Christmas Crafting

Christmas Crafting

It's beginning to feel a lot like Panic and that means facing down the dreaded Day of Painting. Long ago, in the foolish way that young mothers have, thinking that they should do crafts with their children and take them to the library and stuff, around Christmas time, I stripped down Elphine and Alouicious and put them in front of a lot of little wooden objects with some paint. They lathered it everywhere and had a brilliant time and then we bestowed their foul looking objects on people we love, or maybe better to say, people who love them. Since then it has turned into this wretched and, for me, dreaded, birthright. “When are we going to paint?” they ask every year, like its a done deal. Well this year I compounded the trauma by “thinking it would be fun to build some models”. I know, it's the human problem, found in all places and all times, of thinking it would be nice to do something, discovering in the middle of it that it's not nice at all, and then immediately forgetting how it was nice and having a false belief that it was nice until you're in the middle of it again. Childbirth comes to mind. Anyway, at least when I had laid out the array of objects and paint and tiny tiny tiny almost microscopic nails and very weak bits of wood, I had the sense to decide that we would take off from school to do them. Children in school have Christmas parties and stuff (I hope you hear the full range of emotion I'm pouring into the word “stuff”). I don't want to do this on my laundry and cooking dinner time.
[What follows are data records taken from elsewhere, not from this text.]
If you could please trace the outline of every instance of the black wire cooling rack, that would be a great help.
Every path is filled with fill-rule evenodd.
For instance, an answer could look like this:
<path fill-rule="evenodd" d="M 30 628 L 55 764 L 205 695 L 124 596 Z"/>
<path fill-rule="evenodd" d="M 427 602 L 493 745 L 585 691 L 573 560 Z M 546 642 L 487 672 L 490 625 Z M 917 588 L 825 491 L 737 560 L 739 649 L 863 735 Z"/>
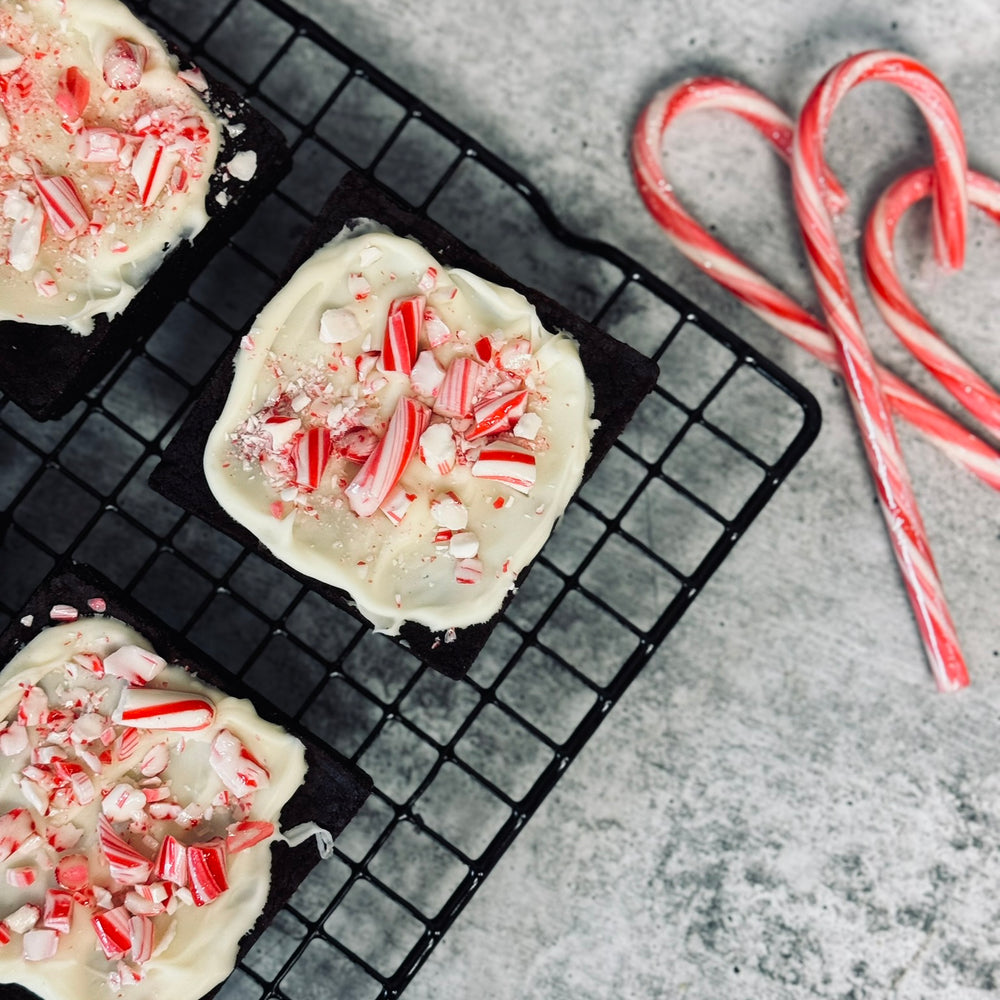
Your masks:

No, we will finish The Best Christmas Pageant Ever, I decided, and then Craft.

So, first I built this, while Baby Elpeth sat and sucked her fingers and chattered about paint.

And then I built a train for Marigold that I didn't bother to photograph because it looks exactly like the truck and who are we kidding. And then I built Romulus' little very easy car that he could have built himself but he couldn't lift himself up off the floor from all the whinning. And then I cut Gladys' sail after she! and she alone! built the whole sailboat. And then I tried to glue the tiny metal whatevers to the thin “fabric”, that's way too generous a term, for her covered wagon. And then I examined poor Alouicious' airplane and decided we didn't care, neither of us, and oh my word, whose idea were all the little bits and the little tiny nails anyway oh my word, oh my Lord, for the love of all that is……

Then we tried to clear up so that we could paint.

Romulus achieved a nice fire effect on his car I think.

Elsbeth's truck.

Gladys' sailboat.

I didn't bother to photograph anything by Marigold because she just smeared everything with lots of black paint, and then herself, and slung it around, and it was a giant mess. Elphine painted a lot of little clay objects she'd made and still has to finish her covered wagon. And the boys painted some big giant letters which I'm trying to fix to make less messy and weird. And after everyone had wandered away to get in the bath, I painted the frame of a mirror for the girls.

That, there, is the full extent of my artistic ability. “That's really good,” said Romulus in amazement.

“Thanks” I said.

“That's all she knows how to draw” whispered Alouicious to Romulus as I tried to fix the ever growing flower at the bottom.

“Go away” I said.

And then I restored my sense of sanity with a glass of wine and baked some nice little white fishes and made a white wine, caper, cream sauce and, in a sort of twilight zone dinner time, they were all eaten up.

“These are really good,” said Romulus, “they're a lot like fish sticks.”

Well, so I'm not a total failure. I can at least produce a dinner as good as fish sticks.